Des mains constamment crispées sur un clavier d’ordinateur, accrochées à un téléphone avec des pouces s’agitant frénétiquement sur l’écran : ça vous parle ? Bon nombre de personnes peuvent s’y reconnaître ! La répétition de mouvements du poignet et de l’avant-bras, les postures contraignantes pour la main peuvent produire à la longue une compression du nerf médian au poignet. Ce nerf et les tendons fléchisseurs des doigts passent par un petit tunnel, appelé canal carpien. S’il y a inflammation, le nerf est comprimé et des sensations de fourmillement et d’engourdissement des doigts peuvent apparaître. À la longue, le syndrome du canal carpien amène une perte de force musculaire.

Mais sans aller jusqu’à ce que l’on a aussi appelé le syndrome de la souris (d’ordinateur), nos mains et nos doigts sont malmenés simplement parce que l’on ne pense pas à eux !

Pour les libérer de leur effort constant, on peut leur offrir des petites séances d’étirement. Et là encore, le yoga peut apporter une aide agréable. C’est Gertrud Hirschi, une auteure suisse, spécialiste du yoga qui a développé pour le grand public la pratique des mudras des doigts. Les mudras sont des postures manuelles, oculaires, corporelles ou respiratoires. Dans ce cas-ci, ils permettent de créer des formes avec les doigts qui vont se détendre mais aussi libérer de l’énergie.

Ces mouvements peuvent être faits à tout moment de la journée (trois fois par jour, c’est mieux), pourvu que l’on puisse se recentrer quelques minutes.

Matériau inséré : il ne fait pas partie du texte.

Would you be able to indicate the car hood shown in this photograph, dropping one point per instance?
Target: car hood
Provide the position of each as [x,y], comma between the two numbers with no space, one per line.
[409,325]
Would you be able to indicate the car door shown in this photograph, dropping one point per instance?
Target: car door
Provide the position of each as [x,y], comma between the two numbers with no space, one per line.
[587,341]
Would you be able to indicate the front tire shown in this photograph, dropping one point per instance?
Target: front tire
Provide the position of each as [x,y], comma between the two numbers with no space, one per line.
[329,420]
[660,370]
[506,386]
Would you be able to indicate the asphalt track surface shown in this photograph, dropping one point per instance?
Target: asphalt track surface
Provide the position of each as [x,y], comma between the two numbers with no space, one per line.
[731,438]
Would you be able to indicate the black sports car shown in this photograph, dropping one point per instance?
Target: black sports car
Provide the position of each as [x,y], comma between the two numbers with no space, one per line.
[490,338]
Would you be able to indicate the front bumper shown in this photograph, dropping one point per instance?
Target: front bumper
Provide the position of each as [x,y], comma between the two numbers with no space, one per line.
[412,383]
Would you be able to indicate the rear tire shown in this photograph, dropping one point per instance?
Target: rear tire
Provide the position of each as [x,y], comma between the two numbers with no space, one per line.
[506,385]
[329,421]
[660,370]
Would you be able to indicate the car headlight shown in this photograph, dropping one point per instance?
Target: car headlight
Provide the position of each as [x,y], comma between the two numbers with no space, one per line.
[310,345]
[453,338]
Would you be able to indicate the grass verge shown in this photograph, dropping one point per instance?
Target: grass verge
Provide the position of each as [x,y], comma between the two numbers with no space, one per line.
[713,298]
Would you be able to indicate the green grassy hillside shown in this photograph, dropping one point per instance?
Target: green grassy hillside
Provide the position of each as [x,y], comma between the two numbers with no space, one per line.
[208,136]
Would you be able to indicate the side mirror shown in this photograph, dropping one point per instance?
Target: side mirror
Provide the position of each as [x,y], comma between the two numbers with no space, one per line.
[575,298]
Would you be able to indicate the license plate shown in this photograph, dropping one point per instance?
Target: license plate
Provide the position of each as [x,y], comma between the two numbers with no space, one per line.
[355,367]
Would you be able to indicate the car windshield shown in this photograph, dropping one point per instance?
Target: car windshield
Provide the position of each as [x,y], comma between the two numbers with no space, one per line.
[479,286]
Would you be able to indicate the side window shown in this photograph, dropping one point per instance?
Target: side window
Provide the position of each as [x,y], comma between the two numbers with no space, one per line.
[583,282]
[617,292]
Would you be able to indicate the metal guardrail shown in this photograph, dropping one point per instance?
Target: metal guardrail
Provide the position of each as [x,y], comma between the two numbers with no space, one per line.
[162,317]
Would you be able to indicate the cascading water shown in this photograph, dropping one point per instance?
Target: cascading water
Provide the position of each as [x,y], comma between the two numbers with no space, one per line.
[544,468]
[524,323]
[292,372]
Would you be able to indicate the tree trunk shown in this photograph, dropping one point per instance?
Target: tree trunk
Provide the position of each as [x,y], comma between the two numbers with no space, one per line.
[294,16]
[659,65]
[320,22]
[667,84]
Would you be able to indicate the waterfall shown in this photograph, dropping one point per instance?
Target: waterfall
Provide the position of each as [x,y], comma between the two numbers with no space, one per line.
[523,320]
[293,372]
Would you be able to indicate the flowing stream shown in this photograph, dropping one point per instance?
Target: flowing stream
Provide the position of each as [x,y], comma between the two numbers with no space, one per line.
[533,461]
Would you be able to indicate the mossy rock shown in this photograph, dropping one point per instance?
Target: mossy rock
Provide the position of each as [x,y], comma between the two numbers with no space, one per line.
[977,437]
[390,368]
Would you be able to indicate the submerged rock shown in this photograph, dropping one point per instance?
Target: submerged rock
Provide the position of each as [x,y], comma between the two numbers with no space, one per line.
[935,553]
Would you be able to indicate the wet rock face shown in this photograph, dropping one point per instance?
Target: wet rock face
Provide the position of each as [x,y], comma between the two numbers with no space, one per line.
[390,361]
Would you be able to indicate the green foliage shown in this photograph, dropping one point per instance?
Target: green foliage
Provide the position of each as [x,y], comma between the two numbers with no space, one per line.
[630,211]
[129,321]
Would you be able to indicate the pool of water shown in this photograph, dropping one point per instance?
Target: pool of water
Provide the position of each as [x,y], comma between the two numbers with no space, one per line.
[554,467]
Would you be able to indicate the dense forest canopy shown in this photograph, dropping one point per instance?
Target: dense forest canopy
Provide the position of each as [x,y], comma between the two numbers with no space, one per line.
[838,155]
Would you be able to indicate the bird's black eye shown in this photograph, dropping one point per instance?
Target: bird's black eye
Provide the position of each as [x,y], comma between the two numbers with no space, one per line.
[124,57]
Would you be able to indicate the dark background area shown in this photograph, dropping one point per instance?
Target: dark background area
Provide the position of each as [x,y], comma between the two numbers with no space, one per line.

Un étirement doux On entrelace les doigts au niveau du cœur puis on retourne les paumes vers l’extérieur en poussant les bras vers l’avant. Dans le même temps, le dos s’arrondit, la tête s’enroule vers le bas. On inspire, on pousse les mains toujours jointes vers le haut en suivant des yeux, du menton et du haut de la poitrine. En expirant, on relâche. On recommence en changeant l’enlacement des doigts.

De la dextérité On pose les mains l’une contre l’autre devant le plexus. On ouvre doucement les paumes tout en gardant le contact de chaque doigt avec l’autre jusqu’à former un dôme. Et inversement pour retrouver la position de prière tout en pensant à respirer profondément.

De la revitalisation Les mains sont placées en position de bouton de fleur de lotus : seuls les bords des mains et les extrémités des doigts sont en contact. On écarte les doigts autant que possible tandis que les extrémités des petits doigts et des pouces se touchent. Après quatre respirations, on reprend la position initiale.